How to remove punctuation and numbers during TweetTokenizer step in NLP?


I am relatively new to NLP so please be gentle. I have a complete list of the text from Trump's tweets since taking office and I am tokenizing the text to analyze the content.

I am using the TweetTokenizer from the nltk library in python and I'm trying to get everything tokenized except for numbers and punctuation. Problem is my code removes all the tokens except one.

I have tried using the .isalpha() method but this did not work, which I thought would as should only be True for strings composed from the alphabet.

#Create a content from the tweets
text= non_re['text']
#Make all text in lowercase
low_txt= [l.lower() for l in text]

#Iteratively tokenize the tweets
TokTweet= TweetTokenizer()
tokens= [TokTweet.tokenize(t) for t in low_txt
        if t.isalpha()]

My output from this is just one token. If I remove the if t.isalpha() statement then I get all of the tokens including numbers and punctuation, suggesting the isalpha() is to blame from the over-trimming.

What I would like, is a way to get the tokens from the tweet text without punctuation and numbers. Thanks for your help!


Solution

  • Try something like below:

    import string
    import re
    import nltk
    from nltk.tokenize import TweetTokenizer
    
    tweet = "first think another Disney movie, might good, it's kids movie. watch it, can't help enjoy it. ages love movie. first saw movie 10 8 years later still love it!
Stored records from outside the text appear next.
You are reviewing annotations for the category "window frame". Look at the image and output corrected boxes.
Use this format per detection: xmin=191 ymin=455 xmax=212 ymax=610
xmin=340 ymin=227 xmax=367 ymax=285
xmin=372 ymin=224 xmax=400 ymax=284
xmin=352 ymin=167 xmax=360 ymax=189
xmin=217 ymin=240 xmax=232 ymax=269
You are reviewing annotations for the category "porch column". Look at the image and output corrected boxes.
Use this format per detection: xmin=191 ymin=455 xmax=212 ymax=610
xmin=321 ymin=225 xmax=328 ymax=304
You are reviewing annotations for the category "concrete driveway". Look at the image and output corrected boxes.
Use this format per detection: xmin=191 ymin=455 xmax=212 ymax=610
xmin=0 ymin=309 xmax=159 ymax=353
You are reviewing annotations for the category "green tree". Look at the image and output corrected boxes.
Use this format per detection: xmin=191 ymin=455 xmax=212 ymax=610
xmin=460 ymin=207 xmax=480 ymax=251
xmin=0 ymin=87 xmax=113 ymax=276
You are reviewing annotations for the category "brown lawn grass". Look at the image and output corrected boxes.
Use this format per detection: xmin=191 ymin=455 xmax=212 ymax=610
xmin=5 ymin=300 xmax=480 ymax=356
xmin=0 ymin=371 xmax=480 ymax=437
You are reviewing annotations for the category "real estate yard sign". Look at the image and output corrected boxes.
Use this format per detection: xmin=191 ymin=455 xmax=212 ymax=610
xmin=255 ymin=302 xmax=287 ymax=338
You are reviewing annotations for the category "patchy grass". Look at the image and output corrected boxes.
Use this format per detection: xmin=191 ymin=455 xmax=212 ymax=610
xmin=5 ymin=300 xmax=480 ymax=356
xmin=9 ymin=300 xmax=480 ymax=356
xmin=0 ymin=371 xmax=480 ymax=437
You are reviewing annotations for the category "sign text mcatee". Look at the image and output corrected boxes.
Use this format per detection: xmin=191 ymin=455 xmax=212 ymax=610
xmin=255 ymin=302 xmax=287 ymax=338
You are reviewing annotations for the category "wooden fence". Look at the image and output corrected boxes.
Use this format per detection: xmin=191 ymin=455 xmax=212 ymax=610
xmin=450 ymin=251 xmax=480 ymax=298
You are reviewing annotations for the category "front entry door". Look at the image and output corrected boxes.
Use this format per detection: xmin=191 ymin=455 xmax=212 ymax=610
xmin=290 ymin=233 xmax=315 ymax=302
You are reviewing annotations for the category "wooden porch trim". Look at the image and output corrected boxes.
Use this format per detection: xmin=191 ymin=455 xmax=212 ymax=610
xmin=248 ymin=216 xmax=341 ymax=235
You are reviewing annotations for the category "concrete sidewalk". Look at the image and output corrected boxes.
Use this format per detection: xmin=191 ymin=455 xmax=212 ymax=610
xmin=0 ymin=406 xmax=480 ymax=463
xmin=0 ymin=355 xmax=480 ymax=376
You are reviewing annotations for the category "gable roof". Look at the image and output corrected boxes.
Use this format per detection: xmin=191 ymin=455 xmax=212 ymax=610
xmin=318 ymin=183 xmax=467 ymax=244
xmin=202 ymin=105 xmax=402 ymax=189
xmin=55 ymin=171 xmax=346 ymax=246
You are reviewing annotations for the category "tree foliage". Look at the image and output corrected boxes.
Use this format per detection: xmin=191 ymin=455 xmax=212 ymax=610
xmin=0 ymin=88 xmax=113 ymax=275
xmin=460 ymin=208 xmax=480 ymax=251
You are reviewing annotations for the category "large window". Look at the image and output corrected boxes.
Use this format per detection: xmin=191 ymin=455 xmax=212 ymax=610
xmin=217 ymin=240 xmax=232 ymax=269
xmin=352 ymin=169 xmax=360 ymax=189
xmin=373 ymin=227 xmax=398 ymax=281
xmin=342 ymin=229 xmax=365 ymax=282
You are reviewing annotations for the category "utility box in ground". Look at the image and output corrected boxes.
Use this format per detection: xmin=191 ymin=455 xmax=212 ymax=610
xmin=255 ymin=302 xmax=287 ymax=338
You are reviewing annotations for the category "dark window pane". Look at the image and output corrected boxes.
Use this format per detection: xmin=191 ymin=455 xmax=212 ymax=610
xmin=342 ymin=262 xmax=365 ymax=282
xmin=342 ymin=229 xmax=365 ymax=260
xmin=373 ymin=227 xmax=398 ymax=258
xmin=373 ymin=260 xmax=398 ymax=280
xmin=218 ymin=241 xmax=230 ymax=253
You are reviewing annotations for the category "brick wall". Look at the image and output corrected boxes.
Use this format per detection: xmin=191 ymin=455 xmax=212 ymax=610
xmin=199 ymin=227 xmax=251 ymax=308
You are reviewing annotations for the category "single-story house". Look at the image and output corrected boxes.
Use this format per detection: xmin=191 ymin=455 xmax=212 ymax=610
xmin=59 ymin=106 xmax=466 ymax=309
Danny Glover superb could play"
    
    def clean_text(text):
        # remove numbers
        text_nonum = re.sub(r'\d+', '', text)
        # remove punctuations and convert characters to lower case
        text_nopunct = "".join([char.lower() for char in text_nonum if char not in string.punctuation]) 
        # substitute multiple whitespace with single whitespace
        # Also, removes leading and trailing whitespaces
        text_no_doublespace = re.sub('\s+', ' ', text_nopunct).strip()
        return text_no_doublespace
    
    cleaned_tweet = clean_text(tweet)
    tt = TweetTokenizer()
    print(tt.tokenize(cleaned_tweet))
    

    output:

    ['first', 'think', 'another', 'disney', 'movie', 'might', 'good', 'its', 'kids', 'movie', 'watch', 'it', 'cant', 'help', 'enjoy', 'it', 'ages', 'love', 'movie', 'first', 'saw', 'movie', 'years', 'later', 'still', 'love', 'it', 'danny', 'glover', 'superb', 'could', 'play']